Setting | Default | Description |
---|---|---|
index.knn.algo_param.ef_search | 512 | The size of the dynamic list used during KNN searches. Higher values lead to more accurate, but slower searches. |
index.knn.algo_param.ef_construction | 512 | The size of the dynamic list used during KNN graph creation. Higher values lead to a more accurate graph, but slower indexing speed. |
index.knn.algo_param.m | 16 | The number of bidirectional links that the plugin creates for each new element. Increasing and decreasing this value can have a large impact on memory consumption. Keep this value between 2-100. |
index.knn.space_type | “l2” | The vector space used to calculate the distance between vectors. Currently, the KNN plugin supports the l2 space (Euclidean distance) and cosinesimil space (cosine similarity). For more information on these spaces, refer to the NMSLIB documentation. |
Cluster settings
Setting | Default | Description |
---|---|---|
knn.algo_param.index_thread_qty | 1 | The number of threads used for graph creation. Keeping this value low reduces the CPU impact of the KNN plugin, but also reduces indexing performance. |
knn.cache.item.expiry.enabled | false | Whether to remove graphs that have not been accessed for a certain duration from memory. |
knn.cache.item.expiry.minutes | 3h | If enabled, the idle time before removing a graph from memory. |
knn.circuit_breaker.unset.percentage | 75.0 | The native memory usage threshold for the circuit breaker. Memory usage must be below this percentage of knn.memory.circuit_breaker.limit for knn.circuit_breaker.triggered to remain false. |
knn.circuit_breaker.triggered | false | True when memory usage exceeds the knn.circuit_breaker.unset.percentage value. |
knn.memory.circuit_breaker.limit | 60% | The native memory limit for graphs. At the default value, if a machine has 100 GB of memory and the JVM uses 32 GB, KNN uses 60% of the remaining 68 GB (40.8 GB). If memory usage exceeds this value, KNN removes the least recently used graphs. |
knn.memory.circuit_breaker.enabled | true | Whether to enable the KNN memory circuit breaker. |
knn.plugin.enabled | true | Enables or disables the KNN plugin. |
Statistics
KNN includes statistics that can give you a sense for how the plugin is performing:
GET _opendistro/_knn/stats
You can also filter by node and/or statistic:
GET /_opendistro/_knn/nodeId1,nodeId2/stats/statName1,statName2
Statistic | Description |
---|---|
totalLoadTime | The time in nanoseconds that KNN has taken to load graphs into the cache. |
evictionCount | The number of graphs that have been evicted from the cache due to memory constraints or idle time. |
hitCount | The number of cache hits.
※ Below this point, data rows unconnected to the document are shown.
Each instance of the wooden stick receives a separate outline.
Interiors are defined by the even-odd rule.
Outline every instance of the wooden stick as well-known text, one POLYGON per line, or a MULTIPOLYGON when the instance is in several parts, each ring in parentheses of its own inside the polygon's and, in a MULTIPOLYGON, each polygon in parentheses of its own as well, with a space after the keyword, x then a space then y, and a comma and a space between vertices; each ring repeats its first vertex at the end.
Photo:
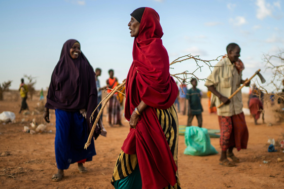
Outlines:
MULTIPOLYGON (((254 78, 254 77, 257 74, 258 74, 258 73, 259 73, 259 72, 260 71, 260 69, 259 69, 259 70, 258 70, 257 71, 256 71, 256 72, 255 73, 255 74, 254 74, 254 75, 253 76, 252 76, 249 79, 246 79, 245 80, 245 82, 243 83, 243 84, 242 84, 241 85, 241 86, 240 86, 240 87, 238 88, 238 89, 237 89, 236 90, 236 91, 235 91, 233 94, 232 94, 231 95, 231 96, 230 96, 228 98, 229 99, 230 99, 231 98, 233 98, 233 97, 234 96, 235 96, 236 95, 236 94, 237 94, 239 91, 240 91, 240 90, 243 87, 244 87, 244 86, 245 85, 245 84, 246 84, 247 83, 248 83, 251 80, 252 80, 252 79, 253 78, 254 78)), ((219 108, 220 107, 221 107, 222 106, 223 106, 224 104, 224 102, 221 103, 218 106, 217 106, 217 108, 219 108)))
MULTIPOLYGON (((115 93, 116 93, 121 87, 123 87, 125 85, 126 83, 126 80, 125 79, 124 80, 123 80, 121 84, 118 85, 117 86, 116 86, 113 89, 112 89, 112 92, 110 94, 109 94, 105 98, 104 98, 104 99, 105 99, 105 101, 102 104, 101 108, 100 108, 100 110, 99 110, 98 115, 96 118, 96 120, 95 120, 95 123, 94 123, 94 124, 93 125, 93 127, 92 127, 92 130, 91 130, 91 132, 90 133, 90 135, 89 135, 89 137, 88 138, 88 141, 85 144, 85 147, 84 147, 85 149, 87 149, 88 146, 89 146, 90 144, 91 144, 91 140, 92 140, 92 138, 93 138, 93 135, 94 134, 95 129, 96 128, 96 127, 97 126, 97 123, 98 123, 99 118, 100 117, 100 115, 101 115, 101 114, 102 114, 102 111, 103 111, 103 108, 104 108, 104 107, 105 107, 106 103, 108 103, 109 100, 110 100, 111 98, 112 98, 112 97, 114 96, 115 93)), ((94 114, 94 112, 95 112, 95 111, 96 110, 97 108, 98 108, 100 104, 100 103, 99 104, 99 105, 98 105, 97 107, 95 109, 95 110, 93 112, 93 114, 92 114, 92 116, 91 116, 91 117, 92 117, 92 116, 94 114)), ((90 118, 90 119, 91 119, 91 118, 90 118)), ((91 121, 91 120, 90 120, 90 121, 91 121)))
A cache hit occurs when a user queries a graph and it is already loaded into memory. |
cacheCapacityReached | Whether knn.memory.circuit_breaker.limit has been reached. |
loadSuccessCount | The number of times KNN successfully loaded a graph into the cache. |
graphMemoryUsage | Current cache size (total size of all graphs in memory) in kilobytes. |
missCount | The number of cache misses. A cache miss occurs when a user queries a graph and it has not yet been loaded into memory. |
loadExceptionCount | The number of times an exception occurred when trying to load a graph into the cache. |
script_compilations | The number of times the KNN script has been compiled. This value should usually be 1 or 0, but if the cache containing the compiled scripts is filled, the KNN script might be recompiled. |
script_compilation_errors | The number of errors during script compilation. |
script_query_requests | The number of query requests that use the KNN script. |
script_query_errors | The number of errors during script queries. |